Success for first-generation college students often hinges on mentoring, financial aid
Kendric Carlock graduated from St. Louis Public Schools in 2014 with a 2.0 GPA. His parents never went to college. His family didn’t have a lot of money. His odds of attending college were, by all measures, not great.
But the magnet-school grad was determined. With the help of his guidance counselor, Carlock found a space at Missouri Southern State University in Joplin. In the fall, he’ll be a senior in the communications department.
That puts him in rare company, as fewer than 30 percent of first-generation college students graduate in four years, according to a 2011 study from UCLA’s Higher Education Research Institute.
By advocating for himself and seeking out the help of mentors, Carlock has navigated the barriers that keep a lot of people in his situation from getting this far, even if he’s struggled in some classes.
One piece of advice he learned while at Central Visual and Performing Arts High School: Communicate with professors.
“There (have) been times where I know my computer is acting up and it may not allow me to do my homework or get it completed on time,” Carlock said. “I knew that the best place to do is to be — to have that open conversation and be upfront with your professor and allow them to see what they can do to help you.”
The cost of college — tuition, room and board — is another major issue that could have derailed low-income students like Carlock. By choosing a public university and qualifying for a theater scholarship, he said he’s been able to fill in the gaps left by his need-based federal Pell grants.
“My first year I took out loans, but now I am completely loan-free,” said Carlock. “That is a great deal.”
The support connection
Even more important to Carlock are his mentors. And that’s good, according to University of Missouri-St. Louis public policy professor Terry Jones, who says support can increase the odds of a first-generation college student earning a degree.

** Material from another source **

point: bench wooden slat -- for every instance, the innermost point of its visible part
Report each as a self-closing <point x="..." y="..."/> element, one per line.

A 2017 report from the Pell Institute found that just 12 percent of adults in the country’s lowest income bracket have a bachelor’s degree by the age of 24.
“To the extent there is a silver bullet, it’s establishing a close relationship with at least one faculty member or staff member at that college or university who will take a personal interest in that student. Someone to go to,” Jones said.
One of the people Carlock looks to for advice is Laura Winter, who runs a summer drop-in center in St. Louis where high school graduates can get help with financial aid paperwork.
The two met the summer before Carlock started at Missouri Southern. He had stopped by looking for a way to get to Joplin. Both Winter and Carlock’s high school counselor offered him and his family a ride.
“You don’t find many teachers, or people in education for that level, who will just give away their weekend and just drive you down there. So it was truly, truly special to me,” Carlock said.
The following summer, Carlock interned for Winter. During the school year, the two stay in touch.
“If something comes up, he will call me and say I’m having trouble with something, can you help me? He sends me texts on my birthday and on Mother’s Day and just checks in,” Winter said.
Carlock is doing well in college because he’s willing to ask for help, she said, and also realizes he has a lot to offer.
“He has that resilience and that capacity to go out and talk to people and say, ‘I really need your help, and I think you can help guide me and advise me.’ That’s a hard thing for people to do,” Winter said.
Carlock describes it as using his voice and knowing his self-worth. And he’s been inspired to help other first-generation students succeed. Carlock, who’s black, started a black student union to give his classmates a place where they can turn for support in overcoming what stands in their way of a degree.
“While I was making the transition, and everything was coming together for me because I was willing to put myself out there to get help, there were other students who looked like me who didn’t have those resources, or didn’t feel comfortable reaching out for help,” Carlock said. “I felt like they needed a resource that would allow them to step out of their comfort zone.”